22. Januar 2020 @ 20:00 - 23:30

(Doku | Regie: Klaus Volkenborn | BRD 1979 | 92 Min. | deu)


Wie lässt sich die Existenz extrem rechter, faschistoider Auffassungen und Praktiken heute erklären? Wie lassen sie sich überwinden? Und was hat das mit der Beendigung der Austeritätspolitik zu tun?

Ein klarer Blick in die Geschichte erhellt die Gegenwart. Dies gelingt dem Ende der 1970er-Jahre gedrehten, dokumentarischen Meisterwerk von Klaus Volkenborn – bemerkenswerterweise Bestandteil des Repertoires der Bundeszentrale für politische Bildung – anhand der Kontrastierung zweier bundesdeutscher Biographien, wie sie gegensätzlicher nicht sein könnten.

Henning Strümpell, Bundeswehrgeneral a.D., als Jagdflieger der Legion Condor im Spanienkrieg (1936-1939) Teil der faschistischen Unterstützung der gegen die Spanische Republik putschenden Falangisten des Generals Franco, hat es im Nachkriegsdeutschland West nicht schwer, aus seiner Offizierslaufbahn im Faschismus ungebrochen Kapital zu schlagen. Ansehen und Wohlstand sind ihm nur kurzzeitig ungewiss. Seine preußisch-militaristischen, deutsch-nationalen Überzeugungen haben mit 1945 keinen Schaden genommen.
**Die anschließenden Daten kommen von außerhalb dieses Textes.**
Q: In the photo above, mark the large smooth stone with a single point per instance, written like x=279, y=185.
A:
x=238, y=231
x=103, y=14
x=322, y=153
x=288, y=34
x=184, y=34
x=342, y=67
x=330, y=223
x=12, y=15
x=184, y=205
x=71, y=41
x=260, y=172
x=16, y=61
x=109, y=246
Mit Hilfe alter Kameraden steigt er schnell wieder auf und unternimmt mit Herzblut bald den Wiederaufbau einer deutschen Armee, die jetzt eben nur anders heißen muss. Seine erstaunlich offenherzigen Schilderungen des Geschehenen zwischen 1933 und 1979 sind ein kritisch-hochaufschlussreiches Panoptikum reaktionärer Ideologiebildung und Geschichtsklitterung. Mystifizierungen des eigenen (tödlichen) Handelns  durch Passivkonstruktionen („Man war ja damals begeistert,…“), der Gebrauch von Schicksalsbildern („Wir sind in den Krieg so hineingerutscht“) und technokratischen Wahrheitsreduktionen zur Verschleierung von Menschenfeindlichkeit werden als sprachliche Mittel dieses Zwecks filmisch brillant entlarvt – durch die stete Gegenüberstellung mit den Darlegungen Ludwig Stillgers.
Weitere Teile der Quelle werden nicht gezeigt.